Die Silvesternacht ist im Kanton Luzern zwar vielerorts friedlich verlaufen, dennoch kam es zu mehreren gewalttätigen Zwischenfällen gegen Einsatzkräfte. In der Stadt Luzern wurden drei Polizistinnen und Polizisten verletzt.

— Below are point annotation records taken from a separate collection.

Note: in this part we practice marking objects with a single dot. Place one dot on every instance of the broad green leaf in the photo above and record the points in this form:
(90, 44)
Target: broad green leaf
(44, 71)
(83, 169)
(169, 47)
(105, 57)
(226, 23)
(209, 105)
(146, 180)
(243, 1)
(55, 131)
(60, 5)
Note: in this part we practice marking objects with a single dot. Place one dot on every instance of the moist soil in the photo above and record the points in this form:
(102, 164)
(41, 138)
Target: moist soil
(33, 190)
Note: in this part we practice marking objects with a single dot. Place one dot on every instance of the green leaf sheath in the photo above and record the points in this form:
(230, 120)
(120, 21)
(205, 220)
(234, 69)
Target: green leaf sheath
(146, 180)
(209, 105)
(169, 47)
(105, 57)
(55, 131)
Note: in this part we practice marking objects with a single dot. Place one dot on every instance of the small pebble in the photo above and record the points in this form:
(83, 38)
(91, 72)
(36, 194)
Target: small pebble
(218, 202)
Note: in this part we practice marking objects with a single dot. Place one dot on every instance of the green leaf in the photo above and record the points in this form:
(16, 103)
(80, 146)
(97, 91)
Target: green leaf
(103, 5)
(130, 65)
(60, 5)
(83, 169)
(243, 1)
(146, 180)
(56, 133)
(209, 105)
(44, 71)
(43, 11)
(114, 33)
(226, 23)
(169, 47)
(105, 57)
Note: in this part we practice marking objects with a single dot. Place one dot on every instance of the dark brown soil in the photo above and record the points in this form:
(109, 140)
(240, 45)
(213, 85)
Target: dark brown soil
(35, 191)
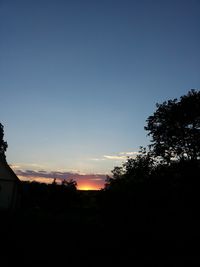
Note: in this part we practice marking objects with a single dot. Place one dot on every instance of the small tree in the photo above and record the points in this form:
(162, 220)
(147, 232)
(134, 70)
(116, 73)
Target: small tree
(175, 128)
(3, 144)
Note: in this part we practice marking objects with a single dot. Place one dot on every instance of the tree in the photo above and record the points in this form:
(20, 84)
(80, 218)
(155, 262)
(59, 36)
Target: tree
(175, 128)
(3, 144)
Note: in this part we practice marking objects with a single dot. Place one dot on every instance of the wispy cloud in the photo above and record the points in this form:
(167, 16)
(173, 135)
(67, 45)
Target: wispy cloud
(133, 153)
(121, 155)
(115, 157)
(95, 181)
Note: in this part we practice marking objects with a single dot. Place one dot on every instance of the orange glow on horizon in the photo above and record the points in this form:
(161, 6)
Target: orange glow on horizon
(88, 187)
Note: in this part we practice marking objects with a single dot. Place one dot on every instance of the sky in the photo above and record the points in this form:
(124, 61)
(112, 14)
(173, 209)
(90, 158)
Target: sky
(79, 78)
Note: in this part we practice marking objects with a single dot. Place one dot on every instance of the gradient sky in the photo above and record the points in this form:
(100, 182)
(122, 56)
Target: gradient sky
(79, 78)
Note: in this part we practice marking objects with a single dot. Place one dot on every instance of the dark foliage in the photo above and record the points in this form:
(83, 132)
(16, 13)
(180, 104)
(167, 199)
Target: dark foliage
(175, 128)
(147, 214)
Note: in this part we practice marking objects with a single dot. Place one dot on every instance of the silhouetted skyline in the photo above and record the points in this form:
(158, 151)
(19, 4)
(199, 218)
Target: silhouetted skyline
(79, 78)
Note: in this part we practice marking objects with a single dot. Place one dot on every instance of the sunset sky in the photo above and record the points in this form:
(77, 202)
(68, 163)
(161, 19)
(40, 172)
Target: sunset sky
(78, 79)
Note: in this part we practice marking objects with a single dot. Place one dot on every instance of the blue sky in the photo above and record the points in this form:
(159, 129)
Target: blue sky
(78, 79)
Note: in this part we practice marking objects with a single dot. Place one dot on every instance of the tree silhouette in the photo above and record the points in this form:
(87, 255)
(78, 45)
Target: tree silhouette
(175, 128)
(3, 144)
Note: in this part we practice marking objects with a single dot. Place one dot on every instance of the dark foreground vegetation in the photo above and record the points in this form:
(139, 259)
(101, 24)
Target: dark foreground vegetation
(148, 213)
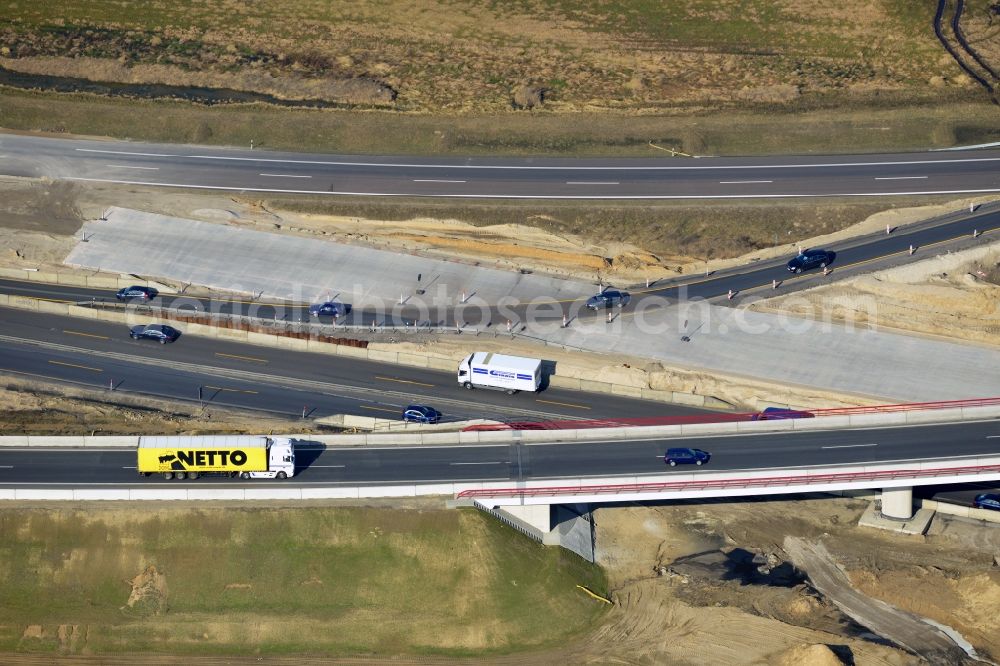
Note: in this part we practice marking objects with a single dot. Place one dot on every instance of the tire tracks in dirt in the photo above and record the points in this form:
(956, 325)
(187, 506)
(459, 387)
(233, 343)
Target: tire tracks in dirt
(988, 76)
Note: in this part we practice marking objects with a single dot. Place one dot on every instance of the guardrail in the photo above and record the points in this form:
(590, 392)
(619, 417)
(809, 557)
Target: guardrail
(723, 484)
(729, 418)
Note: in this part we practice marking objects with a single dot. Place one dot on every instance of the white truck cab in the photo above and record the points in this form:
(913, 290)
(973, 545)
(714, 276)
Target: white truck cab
(500, 372)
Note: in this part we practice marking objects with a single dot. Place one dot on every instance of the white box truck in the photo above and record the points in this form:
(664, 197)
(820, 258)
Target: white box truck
(245, 456)
(500, 372)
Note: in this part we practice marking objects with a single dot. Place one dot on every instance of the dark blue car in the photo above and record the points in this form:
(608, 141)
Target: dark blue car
(808, 259)
(135, 291)
(421, 414)
(776, 413)
(328, 309)
(674, 457)
(987, 501)
(159, 332)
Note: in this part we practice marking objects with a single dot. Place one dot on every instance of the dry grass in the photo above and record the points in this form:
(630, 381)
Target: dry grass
(240, 580)
(439, 56)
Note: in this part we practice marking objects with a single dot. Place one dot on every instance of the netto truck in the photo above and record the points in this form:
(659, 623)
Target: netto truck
(244, 456)
(500, 372)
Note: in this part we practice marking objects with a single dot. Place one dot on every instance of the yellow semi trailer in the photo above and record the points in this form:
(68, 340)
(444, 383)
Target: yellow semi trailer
(244, 456)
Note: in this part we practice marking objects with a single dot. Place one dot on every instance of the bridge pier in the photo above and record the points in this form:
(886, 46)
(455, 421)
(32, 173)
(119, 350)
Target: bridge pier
(895, 513)
(538, 516)
(897, 503)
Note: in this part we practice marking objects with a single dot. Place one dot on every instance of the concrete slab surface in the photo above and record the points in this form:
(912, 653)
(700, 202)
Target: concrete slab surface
(879, 364)
(295, 268)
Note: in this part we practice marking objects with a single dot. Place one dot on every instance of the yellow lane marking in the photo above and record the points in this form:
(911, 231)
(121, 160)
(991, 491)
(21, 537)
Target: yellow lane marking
(564, 404)
(243, 358)
(381, 409)
(89, 335)
(403, 381)
(74, 365)
(220, 388)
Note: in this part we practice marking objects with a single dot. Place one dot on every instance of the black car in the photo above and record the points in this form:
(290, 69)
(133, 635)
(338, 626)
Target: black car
(135, 291)
(987, 501)
(808, 259)
(777, 413)
(159, 332)
(609, 298)
(421, 414)
(674, 457)
(328, 309)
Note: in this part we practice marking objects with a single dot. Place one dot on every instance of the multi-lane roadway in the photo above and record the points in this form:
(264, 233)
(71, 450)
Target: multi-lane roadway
(520, 462)
(851, 256)
(101, 355)
(972, 172)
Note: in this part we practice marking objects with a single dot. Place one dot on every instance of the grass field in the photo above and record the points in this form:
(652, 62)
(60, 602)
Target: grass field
(269, 581)
(706, 77)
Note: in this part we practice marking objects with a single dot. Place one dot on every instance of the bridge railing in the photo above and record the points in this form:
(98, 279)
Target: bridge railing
(728, 418)
(722, 484)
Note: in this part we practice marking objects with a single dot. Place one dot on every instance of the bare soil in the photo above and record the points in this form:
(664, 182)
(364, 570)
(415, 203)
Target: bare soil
(431, 56)
(36, 408)
(956, 296)
(691, 582)
(722, 610)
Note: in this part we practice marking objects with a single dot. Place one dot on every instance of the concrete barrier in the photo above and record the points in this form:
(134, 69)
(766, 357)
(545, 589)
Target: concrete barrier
(445, 364)
(122, 441)
(571, 383)
(54, 308)
(415, 360)
(594, 386)
(352, 352)
(930, 415)
(90, 494)
(23, 303)
(688, 399)
(628, 391)
(381, 356)
(879, 418)
(72, 279)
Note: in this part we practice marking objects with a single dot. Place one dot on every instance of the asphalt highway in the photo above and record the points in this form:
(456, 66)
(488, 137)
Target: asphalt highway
(953, 172)
(519, 462)
(217, 372)
(851, 256)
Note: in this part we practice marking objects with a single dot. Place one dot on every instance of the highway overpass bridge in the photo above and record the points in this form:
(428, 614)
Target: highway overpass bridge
(521, 475)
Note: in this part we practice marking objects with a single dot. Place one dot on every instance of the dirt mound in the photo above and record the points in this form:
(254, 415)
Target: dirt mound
(813, 655)
(149, 592)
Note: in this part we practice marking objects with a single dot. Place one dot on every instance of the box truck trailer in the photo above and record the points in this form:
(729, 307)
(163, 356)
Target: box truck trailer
(500, 372)
(244, 456)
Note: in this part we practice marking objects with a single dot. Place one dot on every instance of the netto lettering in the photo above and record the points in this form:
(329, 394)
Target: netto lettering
(212, 458)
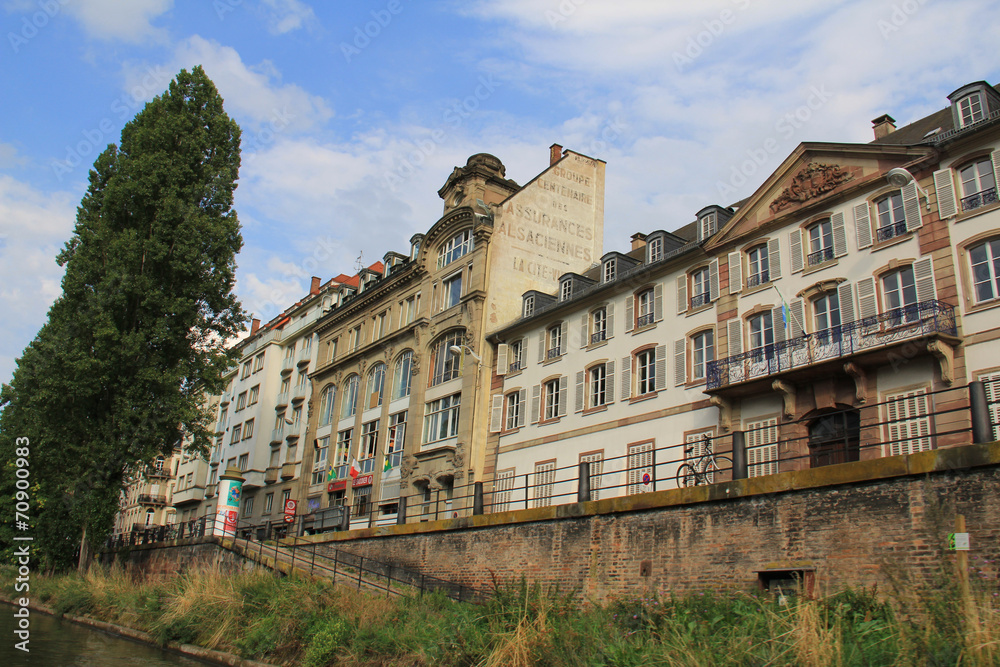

Kurz nach Mitternacht, um etwa 00.15 Uhr am Neujahrsmorgen meldeten Anwohner beim Neubad in der Stadt Luzern, dass mehrere Personen Feuerwerk auf parkierte Autos und Gebäude schossen. Als eine Polizeipatrouille vor Ort eintraf und das Fahrzeug verliess, wurde sie unvermittelt mit Feuerwerk beschossen. Zwei Polizisten wurden dabei direkt getroffen und verletzt.
Weitere Einsatzkräfte versuchten anschliessend, die mutmassliche Täterschaft anzuhalten. Dabei wurden sie von zahlreichen Personen behindert, die Verdächtigen flüchteten ins Neubad. Wie die mutmassliche Täterschaft ins Neubad flüchten konnte, ist derzeit unklar. Das Neubad hatte über die Festtage Betriebsferien. Eine Stellungsnahme des Neubads steht aus.
Während der Verfolgung wurden die Einsatzkräfte von Dritten tätlich angegangen und mit Gegenständen beworfen. Eine weitere Polizistin erlitt dabei Verletzungen. Die Polizei setzte Pfefferspray und Mehrzweckstöcke ein, die Täter konnten jedoch entkommen. Yanik Probst, Mediensprecher der Luzerner Polizei, sagt auf Anfrage, dass zeitweise rund ein Dutzend Personen direkt an den Angriffen beteiligt, zudem habe sich eine grössere Personengruppe vor Ort aufgehalten.
Polizei sucht Zeugen
Die Polizei bittet nun um Hinweise aus der Bevölkerung. Gesucht wird insbesondere eine Person im Alter von etwa 20 bis 30 Jahren, rund 180 bis 185 Zentimeter gross. Sie trug eine graue Lacoste-Mütze mit schwarzem Krokodil-Logo an der Seite sowie einen schwarz-weissen, in der Mitte geteilten Pullover. Hinweise nimmt die Polizei unter der Telefonnummer 041 248 81 17 entgegen.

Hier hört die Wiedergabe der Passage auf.